Strategic Developer: Why Microsoft should open XAML

08.08.2006
Our marketing-driven and future-oriented IT industry doesn't like to remember its own history. It's surprisingly hard to recover the historical context of current events. Happily, though, there's one developer-oriented Microsoft online property with a memory. Channel 9 (http://channel9.msdn.com/), the video/podcast/screencast guerilla arm of the Microsoft Developer Network (MSDN), has been active since March 2004, and so far, what's posted to Channel 9 stays on Channel 9. That's how I found this wonderful juxtaposition:

Exhibit A: "Avalon, and Longhorn in general, is Microsoft's stake in the ground saying that we believe power on your desktop locally, sitting there doing cool stuff, is here to stay." -- Joe Beda, Microsoft's lead developer for Avalon, April 2004 (http://www.infoworld.com/4365). Source: Channel 9.

Exhibit B: "A 5+ year ship cycle for a project can't be seen as anything but a sign that something is horribly wrong. When I was on Avalon we kept talking about building an API for the next 10 years. Apparently, when Avalon ships there will be 5 years left on that clock." -- Joe Beda, Google engineer, August 2006 (http://www.infoworld.com/4366). Source: Joe Beda's EightyPercent.net.

In his recent blog entry, Beda goes on to accept partial blame for the excruciatingly slow progress of the Windows Presentation Foundation, Avalon. The idea, he admits, was to "go big" and "build something only Microsoft can build." (At one point in the Channel 9 video the interviewer asks Beda how many programmers were assigned to Avalon. Tellingly, he declines to answer.)

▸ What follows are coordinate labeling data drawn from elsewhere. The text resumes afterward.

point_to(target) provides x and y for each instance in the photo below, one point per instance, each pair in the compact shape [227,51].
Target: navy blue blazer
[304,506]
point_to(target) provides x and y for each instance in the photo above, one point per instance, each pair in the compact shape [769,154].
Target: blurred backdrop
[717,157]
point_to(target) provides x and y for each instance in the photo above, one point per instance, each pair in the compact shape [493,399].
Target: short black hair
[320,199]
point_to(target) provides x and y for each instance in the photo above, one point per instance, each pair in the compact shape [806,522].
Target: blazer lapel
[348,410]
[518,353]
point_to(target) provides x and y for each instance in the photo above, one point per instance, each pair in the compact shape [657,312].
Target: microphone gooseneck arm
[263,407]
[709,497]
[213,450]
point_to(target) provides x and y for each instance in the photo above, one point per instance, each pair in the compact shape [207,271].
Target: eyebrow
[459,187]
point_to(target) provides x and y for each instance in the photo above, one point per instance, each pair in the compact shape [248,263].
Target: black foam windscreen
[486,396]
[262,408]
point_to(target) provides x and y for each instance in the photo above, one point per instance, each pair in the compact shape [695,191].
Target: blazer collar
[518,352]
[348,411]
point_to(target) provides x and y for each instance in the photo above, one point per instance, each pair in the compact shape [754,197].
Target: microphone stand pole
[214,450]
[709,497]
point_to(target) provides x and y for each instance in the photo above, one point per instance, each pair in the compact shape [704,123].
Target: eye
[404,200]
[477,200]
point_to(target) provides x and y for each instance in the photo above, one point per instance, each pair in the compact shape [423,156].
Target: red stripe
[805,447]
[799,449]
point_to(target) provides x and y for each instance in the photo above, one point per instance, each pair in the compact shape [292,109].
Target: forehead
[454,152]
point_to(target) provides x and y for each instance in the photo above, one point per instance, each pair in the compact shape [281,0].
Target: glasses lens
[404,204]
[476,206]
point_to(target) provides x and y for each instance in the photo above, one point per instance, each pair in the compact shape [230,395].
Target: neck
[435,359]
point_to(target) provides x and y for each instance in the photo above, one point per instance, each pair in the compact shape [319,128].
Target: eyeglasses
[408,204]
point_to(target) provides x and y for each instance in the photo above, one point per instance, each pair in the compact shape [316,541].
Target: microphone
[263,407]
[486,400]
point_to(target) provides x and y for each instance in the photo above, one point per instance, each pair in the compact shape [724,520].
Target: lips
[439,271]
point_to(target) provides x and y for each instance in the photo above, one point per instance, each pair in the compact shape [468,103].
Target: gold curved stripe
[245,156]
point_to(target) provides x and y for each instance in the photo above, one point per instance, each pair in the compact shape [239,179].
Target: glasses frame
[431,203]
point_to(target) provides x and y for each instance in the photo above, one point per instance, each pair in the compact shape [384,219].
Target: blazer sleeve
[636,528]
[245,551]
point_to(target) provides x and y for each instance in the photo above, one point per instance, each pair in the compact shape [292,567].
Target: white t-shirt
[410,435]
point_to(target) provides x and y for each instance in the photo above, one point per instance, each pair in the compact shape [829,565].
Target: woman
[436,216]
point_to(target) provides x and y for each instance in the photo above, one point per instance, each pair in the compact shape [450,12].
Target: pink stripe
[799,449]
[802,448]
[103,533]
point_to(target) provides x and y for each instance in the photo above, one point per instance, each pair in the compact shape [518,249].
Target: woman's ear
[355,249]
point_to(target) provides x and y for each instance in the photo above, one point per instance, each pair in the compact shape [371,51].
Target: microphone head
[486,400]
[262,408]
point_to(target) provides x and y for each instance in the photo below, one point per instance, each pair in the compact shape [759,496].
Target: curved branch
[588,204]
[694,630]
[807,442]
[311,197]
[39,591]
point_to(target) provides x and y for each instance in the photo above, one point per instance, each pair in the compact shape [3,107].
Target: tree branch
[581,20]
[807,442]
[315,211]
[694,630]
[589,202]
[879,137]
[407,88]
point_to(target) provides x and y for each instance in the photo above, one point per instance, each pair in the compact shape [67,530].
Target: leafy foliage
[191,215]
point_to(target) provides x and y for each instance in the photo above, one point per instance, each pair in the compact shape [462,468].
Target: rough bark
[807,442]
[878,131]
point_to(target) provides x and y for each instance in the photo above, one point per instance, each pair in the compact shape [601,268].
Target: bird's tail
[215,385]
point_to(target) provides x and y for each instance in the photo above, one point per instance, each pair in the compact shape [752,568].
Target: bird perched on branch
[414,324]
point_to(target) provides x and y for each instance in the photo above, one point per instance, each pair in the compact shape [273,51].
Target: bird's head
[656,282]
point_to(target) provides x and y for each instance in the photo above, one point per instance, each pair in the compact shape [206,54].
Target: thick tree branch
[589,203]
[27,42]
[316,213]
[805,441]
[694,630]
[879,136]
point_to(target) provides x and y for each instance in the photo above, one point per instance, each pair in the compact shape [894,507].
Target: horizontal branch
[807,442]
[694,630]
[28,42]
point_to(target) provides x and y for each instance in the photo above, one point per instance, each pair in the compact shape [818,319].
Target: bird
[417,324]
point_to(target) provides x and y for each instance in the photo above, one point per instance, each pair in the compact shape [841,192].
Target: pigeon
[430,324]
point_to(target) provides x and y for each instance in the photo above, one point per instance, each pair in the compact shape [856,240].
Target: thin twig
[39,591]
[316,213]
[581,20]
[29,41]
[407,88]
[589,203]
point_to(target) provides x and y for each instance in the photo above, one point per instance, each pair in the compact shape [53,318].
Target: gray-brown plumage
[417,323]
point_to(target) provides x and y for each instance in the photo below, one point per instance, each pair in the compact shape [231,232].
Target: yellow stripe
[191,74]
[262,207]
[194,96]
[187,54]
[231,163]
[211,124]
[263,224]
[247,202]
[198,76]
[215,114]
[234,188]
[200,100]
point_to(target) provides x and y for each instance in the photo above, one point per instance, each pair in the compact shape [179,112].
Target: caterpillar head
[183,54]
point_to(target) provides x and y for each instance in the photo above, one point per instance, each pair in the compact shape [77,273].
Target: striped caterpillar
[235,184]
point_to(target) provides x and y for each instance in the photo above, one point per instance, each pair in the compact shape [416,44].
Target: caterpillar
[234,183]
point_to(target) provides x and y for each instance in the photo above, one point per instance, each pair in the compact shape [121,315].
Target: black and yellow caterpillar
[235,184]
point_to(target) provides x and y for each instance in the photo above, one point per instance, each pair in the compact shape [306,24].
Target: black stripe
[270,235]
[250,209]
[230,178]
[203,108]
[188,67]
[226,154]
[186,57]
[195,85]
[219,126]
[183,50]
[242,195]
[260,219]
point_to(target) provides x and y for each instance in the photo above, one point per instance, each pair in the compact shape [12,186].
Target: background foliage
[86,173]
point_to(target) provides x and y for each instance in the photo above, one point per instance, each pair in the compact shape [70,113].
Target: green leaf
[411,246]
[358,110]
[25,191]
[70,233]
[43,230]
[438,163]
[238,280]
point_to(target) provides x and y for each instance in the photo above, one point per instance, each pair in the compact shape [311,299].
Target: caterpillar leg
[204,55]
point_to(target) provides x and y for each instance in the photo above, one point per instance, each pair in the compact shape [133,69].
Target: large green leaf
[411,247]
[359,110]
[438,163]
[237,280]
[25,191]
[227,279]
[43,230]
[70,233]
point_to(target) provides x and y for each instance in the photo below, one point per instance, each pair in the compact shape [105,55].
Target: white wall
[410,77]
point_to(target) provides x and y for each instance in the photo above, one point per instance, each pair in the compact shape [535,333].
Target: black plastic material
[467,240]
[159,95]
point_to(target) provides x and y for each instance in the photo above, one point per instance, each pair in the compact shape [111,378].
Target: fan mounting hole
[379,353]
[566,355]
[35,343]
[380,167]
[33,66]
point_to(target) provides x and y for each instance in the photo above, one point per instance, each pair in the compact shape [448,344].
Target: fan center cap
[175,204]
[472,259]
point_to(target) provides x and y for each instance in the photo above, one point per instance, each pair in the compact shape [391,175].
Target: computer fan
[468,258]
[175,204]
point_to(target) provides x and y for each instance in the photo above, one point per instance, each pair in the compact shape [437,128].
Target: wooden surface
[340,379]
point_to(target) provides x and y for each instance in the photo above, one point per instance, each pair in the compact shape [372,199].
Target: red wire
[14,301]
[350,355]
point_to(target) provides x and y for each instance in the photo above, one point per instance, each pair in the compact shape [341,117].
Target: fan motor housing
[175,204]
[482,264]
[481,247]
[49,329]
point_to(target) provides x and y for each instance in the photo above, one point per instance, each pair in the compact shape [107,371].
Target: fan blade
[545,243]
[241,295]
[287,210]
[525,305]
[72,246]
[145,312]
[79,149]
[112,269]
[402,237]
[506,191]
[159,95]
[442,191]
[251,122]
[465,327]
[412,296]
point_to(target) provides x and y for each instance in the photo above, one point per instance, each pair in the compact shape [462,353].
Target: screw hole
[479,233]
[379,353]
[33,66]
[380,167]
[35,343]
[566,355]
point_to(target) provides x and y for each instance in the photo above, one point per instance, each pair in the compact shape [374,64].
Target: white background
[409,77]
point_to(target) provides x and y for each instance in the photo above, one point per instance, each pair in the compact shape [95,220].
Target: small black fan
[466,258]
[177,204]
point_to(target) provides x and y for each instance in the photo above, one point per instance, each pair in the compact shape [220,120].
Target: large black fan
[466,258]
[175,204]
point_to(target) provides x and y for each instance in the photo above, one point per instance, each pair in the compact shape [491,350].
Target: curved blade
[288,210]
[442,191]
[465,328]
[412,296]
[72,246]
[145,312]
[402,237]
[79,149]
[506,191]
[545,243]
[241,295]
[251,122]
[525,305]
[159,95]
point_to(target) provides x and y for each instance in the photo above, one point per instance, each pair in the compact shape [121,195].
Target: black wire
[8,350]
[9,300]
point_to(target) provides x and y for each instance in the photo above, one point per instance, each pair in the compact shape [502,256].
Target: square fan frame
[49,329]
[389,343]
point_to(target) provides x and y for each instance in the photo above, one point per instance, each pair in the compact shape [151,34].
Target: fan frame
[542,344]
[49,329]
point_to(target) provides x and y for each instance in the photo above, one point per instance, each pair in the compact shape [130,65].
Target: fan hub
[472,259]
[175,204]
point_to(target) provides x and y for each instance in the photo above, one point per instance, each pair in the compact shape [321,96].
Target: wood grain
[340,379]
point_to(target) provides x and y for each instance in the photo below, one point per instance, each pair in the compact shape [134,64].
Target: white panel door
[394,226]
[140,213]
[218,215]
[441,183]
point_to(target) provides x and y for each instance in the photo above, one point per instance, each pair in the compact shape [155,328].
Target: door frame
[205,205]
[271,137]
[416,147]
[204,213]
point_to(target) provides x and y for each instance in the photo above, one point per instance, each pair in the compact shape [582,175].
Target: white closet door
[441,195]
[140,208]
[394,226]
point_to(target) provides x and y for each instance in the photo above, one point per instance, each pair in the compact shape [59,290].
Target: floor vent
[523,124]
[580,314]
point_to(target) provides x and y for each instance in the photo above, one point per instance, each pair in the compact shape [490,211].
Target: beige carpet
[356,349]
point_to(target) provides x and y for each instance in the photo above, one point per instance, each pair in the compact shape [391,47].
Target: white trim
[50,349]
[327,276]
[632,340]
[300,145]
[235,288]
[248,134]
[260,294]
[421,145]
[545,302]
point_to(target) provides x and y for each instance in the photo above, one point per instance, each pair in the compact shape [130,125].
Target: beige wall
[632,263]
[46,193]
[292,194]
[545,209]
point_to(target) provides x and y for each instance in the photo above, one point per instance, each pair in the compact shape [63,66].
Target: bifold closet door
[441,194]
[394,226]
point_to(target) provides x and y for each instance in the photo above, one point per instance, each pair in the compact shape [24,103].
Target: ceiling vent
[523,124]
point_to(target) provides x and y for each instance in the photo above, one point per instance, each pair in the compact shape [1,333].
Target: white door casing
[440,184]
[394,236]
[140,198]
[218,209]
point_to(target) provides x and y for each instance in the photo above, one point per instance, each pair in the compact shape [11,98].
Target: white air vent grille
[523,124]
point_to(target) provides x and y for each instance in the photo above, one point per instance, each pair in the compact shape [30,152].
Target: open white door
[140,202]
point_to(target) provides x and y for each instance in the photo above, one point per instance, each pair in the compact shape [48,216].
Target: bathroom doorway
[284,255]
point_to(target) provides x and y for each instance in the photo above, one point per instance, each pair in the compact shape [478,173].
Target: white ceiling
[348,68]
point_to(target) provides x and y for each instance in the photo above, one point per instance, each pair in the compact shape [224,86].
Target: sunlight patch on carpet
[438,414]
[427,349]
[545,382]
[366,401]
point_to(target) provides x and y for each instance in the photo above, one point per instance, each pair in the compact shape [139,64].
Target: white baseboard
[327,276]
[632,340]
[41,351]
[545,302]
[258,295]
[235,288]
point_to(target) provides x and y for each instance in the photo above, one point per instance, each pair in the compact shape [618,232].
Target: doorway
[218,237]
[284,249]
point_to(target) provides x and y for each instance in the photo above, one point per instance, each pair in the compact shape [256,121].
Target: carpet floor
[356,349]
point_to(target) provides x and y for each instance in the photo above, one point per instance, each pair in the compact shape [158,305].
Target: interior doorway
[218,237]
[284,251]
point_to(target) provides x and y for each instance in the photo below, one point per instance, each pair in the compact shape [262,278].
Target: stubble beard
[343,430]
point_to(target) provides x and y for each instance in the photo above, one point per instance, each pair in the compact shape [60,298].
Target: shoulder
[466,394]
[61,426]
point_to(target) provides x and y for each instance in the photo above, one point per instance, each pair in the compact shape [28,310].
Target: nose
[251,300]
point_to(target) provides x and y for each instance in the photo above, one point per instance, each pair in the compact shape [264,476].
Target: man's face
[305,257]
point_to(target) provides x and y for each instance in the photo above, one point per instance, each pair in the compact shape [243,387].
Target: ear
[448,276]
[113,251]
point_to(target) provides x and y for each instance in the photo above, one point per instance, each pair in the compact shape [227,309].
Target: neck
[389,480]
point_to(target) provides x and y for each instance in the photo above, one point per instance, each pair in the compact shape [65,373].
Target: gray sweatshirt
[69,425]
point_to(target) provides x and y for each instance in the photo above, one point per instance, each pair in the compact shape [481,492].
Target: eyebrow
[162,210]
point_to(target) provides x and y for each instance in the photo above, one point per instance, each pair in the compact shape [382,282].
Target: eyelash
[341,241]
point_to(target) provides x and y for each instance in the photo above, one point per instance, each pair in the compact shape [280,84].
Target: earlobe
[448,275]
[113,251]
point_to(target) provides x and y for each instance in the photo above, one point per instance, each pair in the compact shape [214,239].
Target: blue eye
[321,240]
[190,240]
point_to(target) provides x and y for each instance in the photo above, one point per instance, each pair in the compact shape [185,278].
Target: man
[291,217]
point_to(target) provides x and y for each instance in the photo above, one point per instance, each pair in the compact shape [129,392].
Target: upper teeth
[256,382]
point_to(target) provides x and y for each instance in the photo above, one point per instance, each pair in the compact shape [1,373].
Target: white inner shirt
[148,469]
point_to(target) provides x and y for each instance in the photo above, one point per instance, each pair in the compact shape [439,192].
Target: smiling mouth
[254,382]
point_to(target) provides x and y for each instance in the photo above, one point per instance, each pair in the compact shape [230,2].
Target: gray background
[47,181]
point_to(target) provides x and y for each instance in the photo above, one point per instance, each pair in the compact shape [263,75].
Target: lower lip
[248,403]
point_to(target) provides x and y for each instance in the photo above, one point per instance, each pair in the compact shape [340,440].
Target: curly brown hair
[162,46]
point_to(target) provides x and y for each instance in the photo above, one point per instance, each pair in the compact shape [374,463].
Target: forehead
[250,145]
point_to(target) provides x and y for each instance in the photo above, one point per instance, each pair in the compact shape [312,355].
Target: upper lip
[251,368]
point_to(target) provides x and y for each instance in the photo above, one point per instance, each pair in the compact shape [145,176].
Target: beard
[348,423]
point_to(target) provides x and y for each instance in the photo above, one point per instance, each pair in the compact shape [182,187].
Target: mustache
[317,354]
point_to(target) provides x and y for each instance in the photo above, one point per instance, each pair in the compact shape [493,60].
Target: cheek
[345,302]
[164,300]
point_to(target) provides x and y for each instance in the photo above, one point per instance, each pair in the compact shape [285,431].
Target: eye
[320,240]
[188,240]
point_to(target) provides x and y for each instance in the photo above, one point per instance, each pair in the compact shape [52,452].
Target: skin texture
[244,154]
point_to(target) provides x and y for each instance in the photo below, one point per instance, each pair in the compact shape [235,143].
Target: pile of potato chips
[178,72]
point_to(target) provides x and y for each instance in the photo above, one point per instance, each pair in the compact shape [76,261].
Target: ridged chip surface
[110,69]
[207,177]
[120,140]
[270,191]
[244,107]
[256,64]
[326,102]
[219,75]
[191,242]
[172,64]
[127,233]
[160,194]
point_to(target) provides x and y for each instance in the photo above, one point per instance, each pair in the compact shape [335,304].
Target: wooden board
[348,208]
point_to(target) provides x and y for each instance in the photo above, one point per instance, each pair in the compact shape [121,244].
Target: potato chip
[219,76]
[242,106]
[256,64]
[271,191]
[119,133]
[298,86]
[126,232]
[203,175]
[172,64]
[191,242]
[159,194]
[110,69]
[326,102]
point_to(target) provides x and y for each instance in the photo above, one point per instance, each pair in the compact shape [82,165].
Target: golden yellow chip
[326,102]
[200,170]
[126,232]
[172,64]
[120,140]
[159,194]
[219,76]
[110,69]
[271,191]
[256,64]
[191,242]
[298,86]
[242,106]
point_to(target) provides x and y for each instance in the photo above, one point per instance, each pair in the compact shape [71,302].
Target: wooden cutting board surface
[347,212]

With 20/20 hindsight, Beda wishes things had been done differently: a smaller team, incremental releases. And he holds out some hope for the awkwardly named Windows Presentation Foundation/Everywhere (WPF/E), the lightweight, portable, .Net-based "Flash killer," that I discussed in my interview with Bill Gates (http://www.infoworld.com/3274) from the 2005 Professional Developers Conference.

The WPF/E runtime won't implement all of XAML (XML Application Markup Language), a .Net language tuned for declarative application layout. But "the portion of XAML we've picked," Gates told me, "will be everywhere, absolutely everywhere, and it has to be."